In response to calls to remove statues and monuments with links to slavery and colonialism, the government announced a new’ retain and explain’ policy to protect these controversial monuments. This includes new laws, which mean all historical statutes, plaques, and other monuments will now need full planning permission to be removed. With the Communities Secretary being notified to make the final decision when a council intends to grant this planning permission. On top of this, the emphasis on ‘retain and explain’ means that these monuments will only be removed in exceptional circumstances.
Explaining the reasons for the new policy Communities, Secretary Rt Hon Robert Jenrick MP argued that ‘We cannot – and should not – now try to edit or censor our past. That’s why I am changing the law to protect historic monuments and ensure we don’t repeat the errors of previous generations, losing our inheritance of the past without proper care’. Culture Secretary Rt Hon Oliver Dowden MP echoed this, explaining his strong belief ‘that we should learn from our past – in order to retain and explain our rich history’.

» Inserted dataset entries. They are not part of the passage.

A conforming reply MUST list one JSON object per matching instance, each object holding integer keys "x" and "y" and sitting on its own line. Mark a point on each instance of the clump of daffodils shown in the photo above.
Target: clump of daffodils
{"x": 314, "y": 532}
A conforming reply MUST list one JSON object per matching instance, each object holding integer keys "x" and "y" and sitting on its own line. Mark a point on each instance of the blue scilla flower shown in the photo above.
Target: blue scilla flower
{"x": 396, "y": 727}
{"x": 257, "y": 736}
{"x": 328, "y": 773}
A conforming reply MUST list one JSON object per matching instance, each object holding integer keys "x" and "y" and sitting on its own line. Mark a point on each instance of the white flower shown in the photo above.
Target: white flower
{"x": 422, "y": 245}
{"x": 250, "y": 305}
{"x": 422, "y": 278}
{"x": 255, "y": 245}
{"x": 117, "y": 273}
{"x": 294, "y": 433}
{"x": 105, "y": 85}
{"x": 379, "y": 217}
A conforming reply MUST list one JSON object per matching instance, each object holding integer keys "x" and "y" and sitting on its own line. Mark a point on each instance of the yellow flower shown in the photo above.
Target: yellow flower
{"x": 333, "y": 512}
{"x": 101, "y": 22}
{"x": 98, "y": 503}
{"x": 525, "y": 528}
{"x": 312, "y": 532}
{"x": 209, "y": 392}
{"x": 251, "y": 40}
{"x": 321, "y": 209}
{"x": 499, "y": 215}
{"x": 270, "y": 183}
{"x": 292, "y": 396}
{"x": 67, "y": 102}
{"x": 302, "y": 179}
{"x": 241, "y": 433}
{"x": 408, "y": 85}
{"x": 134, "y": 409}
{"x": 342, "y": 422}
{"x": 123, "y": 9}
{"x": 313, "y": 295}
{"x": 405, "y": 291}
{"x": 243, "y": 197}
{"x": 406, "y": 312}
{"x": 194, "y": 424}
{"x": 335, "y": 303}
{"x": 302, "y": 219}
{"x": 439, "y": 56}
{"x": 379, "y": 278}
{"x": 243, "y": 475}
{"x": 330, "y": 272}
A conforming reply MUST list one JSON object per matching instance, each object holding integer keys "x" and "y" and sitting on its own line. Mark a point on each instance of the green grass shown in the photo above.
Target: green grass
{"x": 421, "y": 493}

While, of course we must learn from our history, it is policies such as ‘retain and explain’ that prevent this from happening. Keeping statutes of those who profited from slavery is not learning from our history. Statues are inherently celebratory. Adding a plaque to explain the controversies around the figure depicted in the statute is not enough to counter the fact it was erected initially to celebrate that person and their actions. Removing these statutes and focusing on increasing education through schools and museums will be much more effective.
Ironically even when these monuments are ‘retained and explained’, the government is unhappy. In a recent meeting with leaders in the heritage sector, Oliver Dowden complained that these institutions must present a ‘more rounded view’ of Britain’s impact on the world. This followed criticism of the national trust, who put together a report to highlight the links between national trust sites, slavery and colonialism. Some MPs complained that the report denigrated Churchill by highlighting his opposition to Indian Independence and his role in drafting the Anglo-Irish Treaty. The National Trust rightly fought back, arguing that it was simply a ‘factual audit’.

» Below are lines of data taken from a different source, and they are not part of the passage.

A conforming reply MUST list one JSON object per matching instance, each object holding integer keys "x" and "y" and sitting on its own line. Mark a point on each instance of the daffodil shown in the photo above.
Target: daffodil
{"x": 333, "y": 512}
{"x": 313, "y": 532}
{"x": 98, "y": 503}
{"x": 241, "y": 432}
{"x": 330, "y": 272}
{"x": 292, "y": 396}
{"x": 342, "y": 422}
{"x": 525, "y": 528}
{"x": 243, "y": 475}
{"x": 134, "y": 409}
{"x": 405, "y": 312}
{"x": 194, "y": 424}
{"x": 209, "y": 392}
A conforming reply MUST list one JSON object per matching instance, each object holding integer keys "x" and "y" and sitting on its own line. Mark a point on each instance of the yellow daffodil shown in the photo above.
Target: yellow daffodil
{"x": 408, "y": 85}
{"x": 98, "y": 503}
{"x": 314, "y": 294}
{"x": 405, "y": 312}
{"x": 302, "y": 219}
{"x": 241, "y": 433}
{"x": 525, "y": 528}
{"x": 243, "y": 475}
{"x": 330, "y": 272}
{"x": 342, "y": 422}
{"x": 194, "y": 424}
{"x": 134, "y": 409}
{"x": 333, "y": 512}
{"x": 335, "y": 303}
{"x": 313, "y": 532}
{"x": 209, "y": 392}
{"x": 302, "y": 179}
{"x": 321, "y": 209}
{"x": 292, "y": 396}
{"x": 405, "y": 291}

Pointing out the links historical figures have to colonialism and slavery is not skewing British history as Dowden described. After a past of at best ignoring these links or at worst celebrating them, it is the least the heritage sector can do. In the past, the government themselves have not only skewed British history but erased it. Running an operation during the 1970s and 1950s to destroy or hide evidence detailing the realities of the British Empire. This included the torture, rape and beatings of thousands of Kenyans in concentration camps likened to the Nazis.
Unions representing museum staff explained how members were concerned that the government policy could lead to museums and heritage sites’ rowing back’ from the work they had done on decolonisation and that ‘any backward steps in these areas will be tantamount to airbrushing history’. Heritage sites have a vital role in educating the public about Britain’s past, including slavery and the empire. This is all the more important, given that there is no statutory requirement for schools to teach children about these topics.
Gavin Williamson rejected calls to change this emphasising that children be taught both the good and the bad of British history. British children are not learning ‘the bad’, or we would see Britain’s involvement in slavery and the empire as a mandatory part of their history course. If the next generation is really to learn from the past, museums and heritage sites must fill in the gap in their education.
It is clear that the government’s ‘retain and explain’ policy sets a dangerous precedent for the continued lack of recognition and education about Britain’s central role in slavery and colonialism. Future generations must learn from Britain’s past, and much of this includes uncomfortable truths that cannot be taught effectively through statues and monuments. Only education through school, museums and heritage sites will teach children the true history of Britain; the good, the bad and the ugly.